Es gibt ein frühes Werk von einem der am meisten bewunderten amerikanischen Erzähler der Gegenwart zu entdecken: 1982, mit 23 Jahren, reist William T. Vollmann nach Afghanistan, um an der Seite der Mudschahedin gegen die Besatzungstruppen der Roten Armee zu kämpfen. Wie kommt er dazu? Zielloser Idealismus und unglaubliche Idiotie, stellt er fest, je länger sein Abenteuer andauert. Er kam, um Hilfe zu leisten, und braucht sie nun vor allem selbst.
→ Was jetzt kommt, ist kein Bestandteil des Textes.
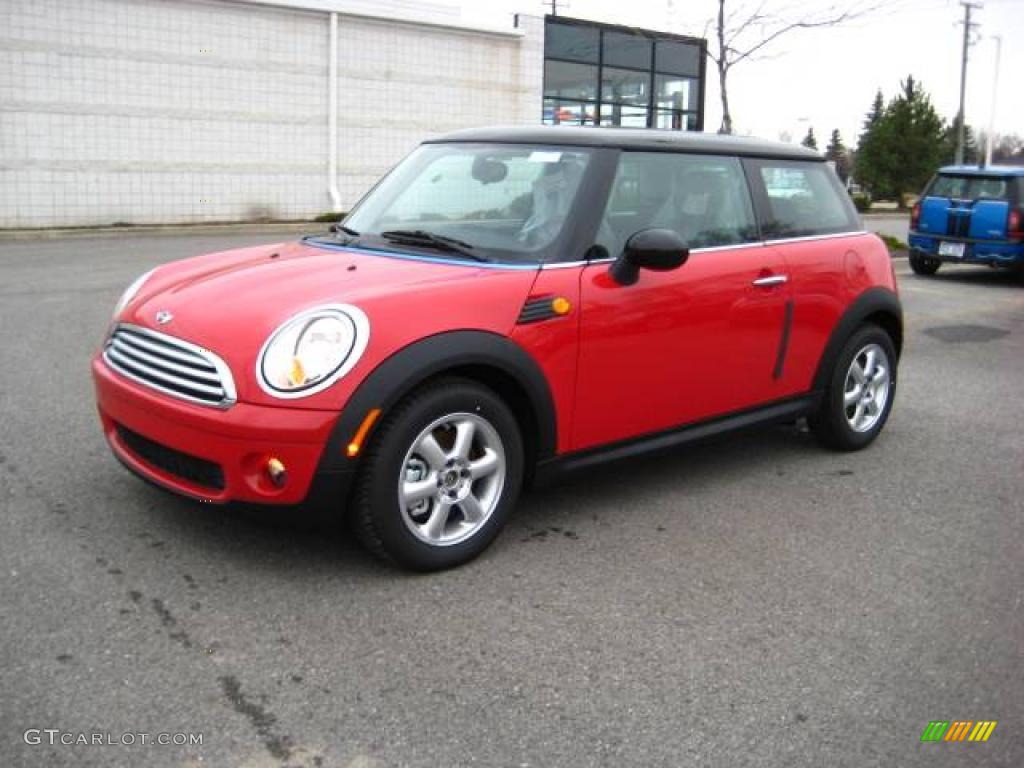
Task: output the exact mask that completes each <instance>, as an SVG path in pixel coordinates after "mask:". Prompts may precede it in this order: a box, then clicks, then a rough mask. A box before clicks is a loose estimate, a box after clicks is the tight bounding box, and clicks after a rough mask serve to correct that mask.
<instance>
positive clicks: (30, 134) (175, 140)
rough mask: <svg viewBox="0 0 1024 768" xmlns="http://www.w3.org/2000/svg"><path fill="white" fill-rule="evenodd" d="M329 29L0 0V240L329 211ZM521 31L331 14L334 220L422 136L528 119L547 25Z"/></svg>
mask: <svg viewBox="0 0 1024 768" xmlns="http://www.w3.org/2000/svg"><path fill="white" fill-rule="evenodd" d="M322 4H323V3H322ZM328 18H329V16H328V14H327V13H325V12H314V11H304V10H298V9H293V8H279V7H272V6H268V5H259V4H250V3H241V2H218V1H216V0H210V1H204V0H76V2H66V1H65V0H2V2H0V227H19V226H61V225H63V226H67V225H93V224H110V223H114V222H127V223H173V222H187V221H229V220H242V219H251V218H258V217H273V218H285V219H289V218H292V219H297V218H305V217H309V216H311V215H314V214H317V213H322V212H325V211H328V210H329V209H330V201H329V198H328V195H327V187H328V182H327V155H328V136H327V130H328V129H327V125H328V116H327V110H328V47H329V22H328ZM525 22H526V24H525V26H524V30H523V31H522V33H524V34H521V33H519V34H511V31H510V34H493V33H484V32H473V31H467V30H459V29H453V28H445V27H439V26H425V25H420V24H412V23H399V22H393V20H387V22H385V20H380V19H374V18H369V17H365V16H356V15H345V14H342V15H340V16H339V54H338V73H339V105H340V109H339V121H338V127H339V157H340V163H339V165H340V167H339V178H338V185H339V188H340V190H341V198H342V203H343V207H346V208H347V207H348V206H349V205H351V204H352V203H354V202H355V201H356V200H357V199H358V198H359V197H360V196H361V195H362V193H365V191H366V190H367V188H369V186H370V185H371V184H372V183H373V182H374V181H375V180H376V179H377V178H378V177H379V176H380V175H381V174H382V173H383V172H384V171H386V170H387V169H388V168H389V167H391V166H392V165H393V164H394V163H395V162H396V161H397V160H399V159H400V158H401V157H402V156H403V155H404V154H406V153H407V152H409V151H410V150H411V148H412V147H413V146H415V145H416V144H417V143H418V142H419V141H420V140H422V139H423V138H425V137H427V136H429V135H433V134H436V133H440V132H444V131H449V130H453V129H456V128H460V127H466V126H473V125H483V124H488V123H532V122H538V121H539V119H540V114H541V72H542V67H543V20H542V19H540V18H527V19H525Z"/></svg>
Er wollte Klarheit gewinnen über richtig und falsch und versteht immer weniger. Am Ende wird er von einem Partisanen durch Gebirgsflüsse getragen. Vollmann schildert die Szenen des Krieges und seines persönlichen Scheiterns mit meisterhafter Klarheit – und frei von wissender Abgeklärtheit. Afghanistan Picture Show ist die gnadenlos ehrliche Geschichte von einem, der auszog, die Welt zu retten, und den Notleidenden zur Last fiel.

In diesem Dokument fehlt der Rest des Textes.